A cold gray frost began creeping up Mary's arms and back. She tried to imagine having to sit through a year-long rock show and couldn't do it. This is a dream and you'll wake up, she told herself, but that thought, persuasive enough as they stood listening to Elvis Presley in the sunlight by The Magic Bus, was now losing a lot of its force and believability.

"Drivin out this road here wouldn't do you no good no how," Elvis had told them. "It don't go no place but Umpqua Swamp. No roads in there, just a lot of polk salad. And quicksand." He had paused then, the lenses of his shades glittering like dark furnaces in the late-afternoon sun. "And other things."

"Bears," the policeman who might be Otis Redding had volunteered from behind them.

"Bears, yep," Elvis agreed, and then his lips had curled up in the too-knowing smile Mary remembered so well from TV and the movies. "And other things."

Mary had begun: "If we stay for the show..."

Elvis nodded emphatically. "The show! Oh yeah, you gotta stay for the show! We really rock. You just see if we don't."

"Ain't nothin' but a stone fact," the policeman had added.

"If we stay for the show... can we go when it's over?"

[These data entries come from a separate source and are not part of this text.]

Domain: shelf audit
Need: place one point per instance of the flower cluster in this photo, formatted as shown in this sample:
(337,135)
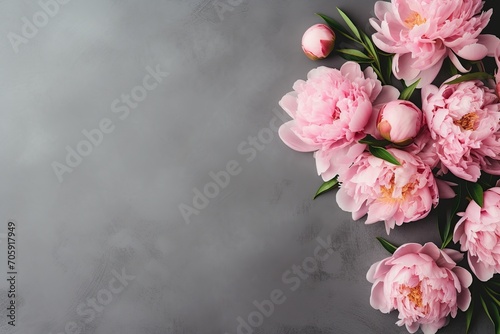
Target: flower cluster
(396,157)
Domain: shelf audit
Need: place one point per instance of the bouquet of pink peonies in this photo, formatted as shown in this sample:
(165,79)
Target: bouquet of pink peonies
(395,156)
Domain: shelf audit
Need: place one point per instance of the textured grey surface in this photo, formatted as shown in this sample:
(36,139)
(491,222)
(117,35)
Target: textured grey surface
(118,210)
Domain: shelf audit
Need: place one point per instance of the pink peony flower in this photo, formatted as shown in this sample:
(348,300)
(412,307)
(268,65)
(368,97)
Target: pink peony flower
(387,192)
(423,146)
(318,41)
(399,121)
(330,112)
(463,121)
(423,33)
(479,234)
(423,283)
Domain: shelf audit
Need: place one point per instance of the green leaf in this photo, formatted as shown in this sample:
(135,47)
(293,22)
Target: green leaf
(370,140)
(408,91)
(444,225)
(491,310)
(355,53)
(336,26)
(468,317)
(387,245)
(447,217)
(382,153)
(370,48)
(356,59)
(470,76)
(485,308)
(327,186)
(350,24)
(388,68)
(475,191)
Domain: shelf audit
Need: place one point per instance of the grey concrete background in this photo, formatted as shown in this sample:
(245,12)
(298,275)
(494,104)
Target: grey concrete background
(117,212)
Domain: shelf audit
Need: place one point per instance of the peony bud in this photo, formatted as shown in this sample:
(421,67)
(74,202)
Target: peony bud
(399,121)
(318,41)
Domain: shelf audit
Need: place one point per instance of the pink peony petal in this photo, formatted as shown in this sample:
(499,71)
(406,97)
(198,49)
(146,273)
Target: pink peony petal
(491,42)
(445,190)
(378,299)
(454,59)
(473,52)
(482,272)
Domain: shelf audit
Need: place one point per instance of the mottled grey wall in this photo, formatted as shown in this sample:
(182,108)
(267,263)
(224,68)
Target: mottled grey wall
(103,248)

Elvis and the cop had exchanged a glance that had looked serious but felt like a smile. "Well, you know, ma'am," the erstwhile King of Rock and Roll said at last, "we're real far out in the boonies here, and attractin' an audience is kinda slow work... although once they hear us, everybody stays around for more... and we was kinda hopin' you'd stick around yourselves for awhile. See a few shows and kind of enjoy our hospitality." He had pushed his sunglasses up on his forehead then, for a moment revealing wrinkled, empty eyesockets. Then they were Elvis's dark-blue eyes again, regarding them with somber interest.